In David Blough's scheme — which will likely emphasize pre-snap motion, quick-game concepts, and putting receivers in advantageous matchups before the snap — Williams is a natural fit from day one. When he's working against a linebacker out of the slot, it's not a contest. When he's in motion toward the boundary and a safety tries to rotate late, he already has the leverage before the ball is snapped. That's the kind of player who makes an offense function better than the sum of its parts.
What to Expect in Washington
The durability question follows him here and it's fair. Two seasons with missed time in college is a pattern worth monitoring, and he'll need to prove he can hold up absorbing hits from NFL safeties over 17 games. At 5-foot-11, 190 pounds, he's not going to out-physical anyone — his margin for error on the injury front is thinner than a bigger receiver's.
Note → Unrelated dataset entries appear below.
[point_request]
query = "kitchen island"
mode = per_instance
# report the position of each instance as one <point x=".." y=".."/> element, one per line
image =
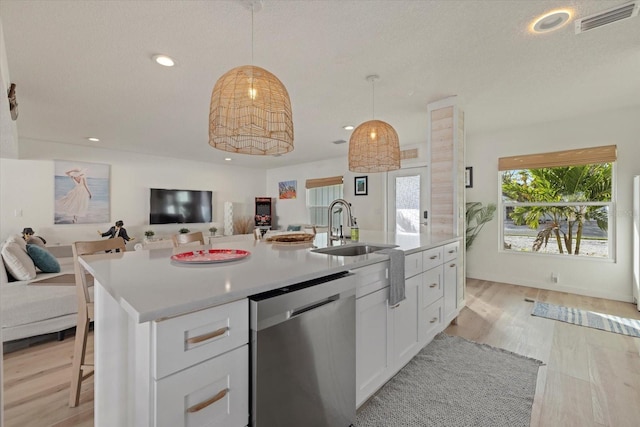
<point x="162" y="326"/>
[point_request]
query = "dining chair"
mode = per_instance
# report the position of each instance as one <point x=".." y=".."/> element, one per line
<point x="184" y="238"/>
<point x="85" y="310"/>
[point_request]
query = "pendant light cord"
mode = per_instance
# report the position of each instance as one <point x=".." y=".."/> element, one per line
<point x="252" y="8"/>
<point x="373" y="97"/>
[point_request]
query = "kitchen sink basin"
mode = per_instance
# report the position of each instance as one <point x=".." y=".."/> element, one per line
<point x="352" y="249"/>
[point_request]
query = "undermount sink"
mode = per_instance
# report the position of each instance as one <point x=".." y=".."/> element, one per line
<point x="352" y="249"/>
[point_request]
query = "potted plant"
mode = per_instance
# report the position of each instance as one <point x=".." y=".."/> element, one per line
<point x="476" y="217"/>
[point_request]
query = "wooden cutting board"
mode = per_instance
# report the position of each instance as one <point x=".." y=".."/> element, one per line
<point x="297" y="237"/>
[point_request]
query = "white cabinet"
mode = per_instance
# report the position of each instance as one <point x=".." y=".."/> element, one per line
<point x="373" y="353"/>
<point x="404" y="320"/>
<point x="189" y="370"/>
<point x="213" y="393"/>
<point x="200" y="368"/>
<point x="388" y="337"/>
<point x="452" y="303"/>
<point x="430" y="319"/>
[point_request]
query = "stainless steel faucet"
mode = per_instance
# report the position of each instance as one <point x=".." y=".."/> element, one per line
<point x="347" y="206"/>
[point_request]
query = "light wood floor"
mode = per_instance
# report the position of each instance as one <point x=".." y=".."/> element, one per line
<point x="590" y="377"/>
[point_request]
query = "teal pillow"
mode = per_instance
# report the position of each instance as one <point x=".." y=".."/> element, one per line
<point x="43" y="259"/>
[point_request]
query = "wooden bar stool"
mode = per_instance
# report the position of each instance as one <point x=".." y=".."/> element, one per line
<point x="85" y="311"/>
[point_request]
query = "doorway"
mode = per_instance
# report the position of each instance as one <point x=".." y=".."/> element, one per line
<point x="407" y="200"/>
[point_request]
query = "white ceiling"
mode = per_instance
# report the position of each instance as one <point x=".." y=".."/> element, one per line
<point x="84" y="68"/>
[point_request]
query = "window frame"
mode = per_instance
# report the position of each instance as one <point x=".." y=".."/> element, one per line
<point x="612" y="217"/>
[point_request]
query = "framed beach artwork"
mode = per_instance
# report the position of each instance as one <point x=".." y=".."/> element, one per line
<point x="287" y="189"/>
<point x="361" y="186"/>
<point x="81" y="193"/>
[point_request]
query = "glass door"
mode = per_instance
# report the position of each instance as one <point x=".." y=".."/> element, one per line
<point x="407" y="200"/>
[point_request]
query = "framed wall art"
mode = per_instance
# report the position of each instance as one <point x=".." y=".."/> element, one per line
<point x="81" y="193"/>
<point x="287" y="189"/>
<point x="361" y="186"/>
<point x="468" y="177"/>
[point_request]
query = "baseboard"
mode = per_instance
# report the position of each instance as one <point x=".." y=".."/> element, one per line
<point x="519" y="281"/>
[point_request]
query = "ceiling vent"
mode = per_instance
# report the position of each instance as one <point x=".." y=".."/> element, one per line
<point x="627" y="10"/>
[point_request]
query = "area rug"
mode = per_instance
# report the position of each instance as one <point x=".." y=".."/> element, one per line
<point x="591" y="319"/>
<point x="455" y="382"/>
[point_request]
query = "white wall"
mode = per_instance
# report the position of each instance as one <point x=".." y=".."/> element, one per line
<point x="577" y="275"/>
<point x="368" y="209"/>
<point x="27" y="184"/>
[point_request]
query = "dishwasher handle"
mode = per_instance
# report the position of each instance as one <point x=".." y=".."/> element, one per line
<point x="308" y="307"/>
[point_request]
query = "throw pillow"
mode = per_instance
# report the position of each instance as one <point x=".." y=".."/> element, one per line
<point x="36" y="240"/>
<point x="18" y="262"/>
<point x="19" y="241"/>
<point x="43" y="259"/>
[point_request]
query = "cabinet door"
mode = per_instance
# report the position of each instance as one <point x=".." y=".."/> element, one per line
<point x="372" y="343"/>
<point x="404" y="317"/>
<point x="450" y="290"/>
<point x="214" y="393"/>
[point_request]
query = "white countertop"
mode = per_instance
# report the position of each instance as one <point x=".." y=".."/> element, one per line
<point x="150" y="286"/>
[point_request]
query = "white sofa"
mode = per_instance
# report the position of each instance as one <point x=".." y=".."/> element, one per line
<point x="29" y="309"/>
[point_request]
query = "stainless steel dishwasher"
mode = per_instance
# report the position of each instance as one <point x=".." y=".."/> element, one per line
<point x="303" y="354"/>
But when he's right, the Amon-Ra St. Brown comparison is the right one. St. Brown entered the league as a mid-round pick who won with craft, separation, and reliability rather than raw athleticism. Williams has the same profile — 70-plus PFF receiving grades against man, zone, at every level, in pressure situations, in blitz situations. The production dipped in 2025 because the offense around him fell apart, not because he did. That's an important distinction when projecting what he does next to Jayden Daniels and Terry McLaurin.
Washington needed a third-down option who could win from the slot, generate separation against nickel defenders, and give Daniels a reliable check-down on the short and intermediate levels. Antonio Williams is all three of those things — and he might end up being the best value in Washington's entire draft class.